Sophomoric Hijinks. Literally.

The collar was turned up on Cleo Rucker’s overcoat as he stood shivering next to the bus. He reached into his pocket, tapped out an inch of a Pall Mall, pulled it out with his teeth, flicked one of those brand new Bic disposable lighters and inhaled the entire cigarette.

In about 30 seconds.

Those of us in the bus boarding queue dropped our jaws, widened our eyes, elbowed each other and nodded our heads his way, not wanting to point with our fingers.

“Check out C.R. He’s smoking!

I was a sophomore, third chair (out of three) treble clef baritone in the Second Band at Wichita Heights High School. Our band, all sophomores (save a handful of no-talent juniors) combined with the two-years-more-developed First Band to form what became known throughout the Midwest high school instrumental music community as the Mighty Falcon Marching Band.

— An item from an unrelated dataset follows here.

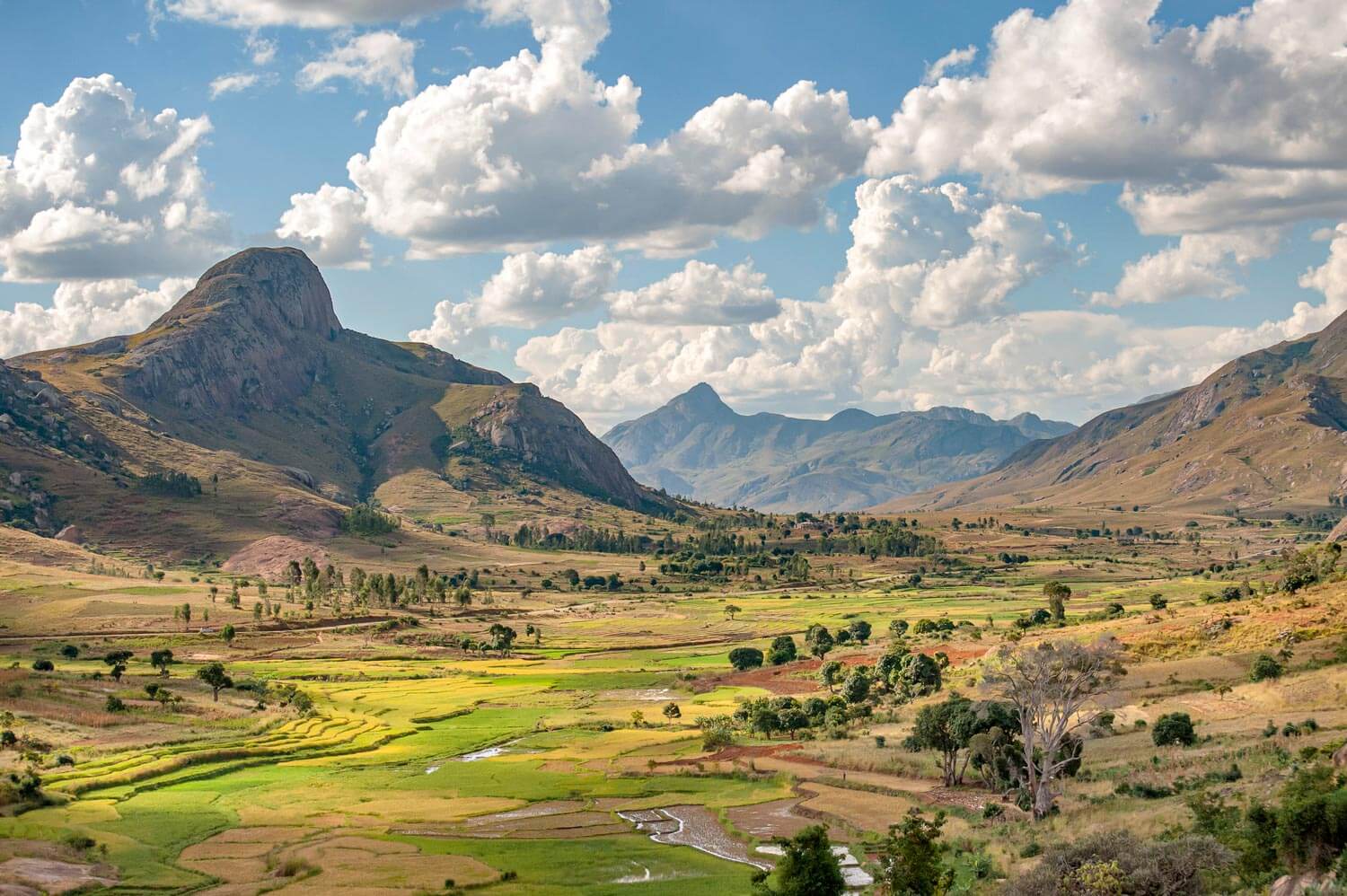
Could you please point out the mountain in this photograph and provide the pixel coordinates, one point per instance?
(252, 379)
(1266, 430)
(700, 448)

C.R. came up with the moniker and made sure p.a. announcers, school district flaks and others in a position to share the good word knew it. He had a little Prof. Harold Hill in him.

As high school marching bands go, we were sort of a big deal. Four years earlier, our forebears marched in Richard Nixon’s first Presidential Inaugural Parade (H.R. Haldeman’s caps) in the nation’s capital and just a few hours before C.R. sucked down the Pall Mall, we had the honor of marching in the Cotton Bowl Parade.

January 1, 1973.

At 15, I was four scant months into my high school career and at the bottom of the ways of the world learning curve. The hard edges of my ignorance and naiveté were getting rubbed down, little by little, day by day.

Our band director smokes?

C.R. plied us with multiple and assorted door-to-door financial opportunities to raise the scratch to make the trip. Band candy, magazine subscriptions and these ginormous cardboard salesman’s cases filled with useless household gadgets.

“Yo lady, howdja feel about buying one o’ these hypodermic butter dispensers? Ya just stick a stick o’ butter in here and push down.”

“What if my butter’s refrigerated?


We sophomores hung together, since the upperclassmen/women would not waste their precious time on the likes of us, so when Senior Steve Johnson (not his real name,) second chair alto sax in the First Band chatted me up on the bus ride south from Doodah to Dallas, I thought maybe I’m not such a geek after all.

We’re talking sports and cars when he nonchalantly drops, “You’re Viki Matson’s little brother, right?”

Viki Matson – senior, first chair flute in the First Band, National Honor Society. Has this sort of entourage of acolytes who follow her around. She – and acolytes, oblivious to her kid brother.

In downtown Dallas, C.R. puts us up in the Hotel Adolphus, for years the tallest building in Texas. The elevators had these pressure sensitive buttons. We soon learned that right before you exited the elevator, if you reach back in and run your finger down the row of buttons, floors 1 through 23, they’d all light up. And the elevator would stop at every floor. With no one getting off.

Yuk, yuk, yuk.

Sophomoric hijinks. Literally.

At night, we'd congregate to play cards and smoke Kool menthols. Someone said some brewskis’d go down smoothly and then I remembered Steve Johnson was pretty proud of the fact that he’d just turned 18.

OK, Johnson, here’s the deal. Score us some brewskis and I’ll put in a good word for you with my sister. One 6-pack of Lone Star passed around 2-dozen sophomores. Not enough for a buzz, but sufficient to make Steve Johnson a legend among the class of 1975.

To kill some time in Dallas, C.R. took the Mighty Falcon Marching Band to the movies. Man of La Mancha. Peter O’Toole tilting at windmills. Sophia Loren’s endowment on the big screen before a theatre full of raging sophomore hormones.

“To love pure and chaste from afar...” 

On the trip home, I squeezed through the acolytes in the back of the bus to get next to my sister. Yanno Vik, this guy Steve Johnson’s sort of an ace. 

She looked at me as though I was from Mars, wrinkled up her nose and offered:


I made my way back to Johnson and let him down easy.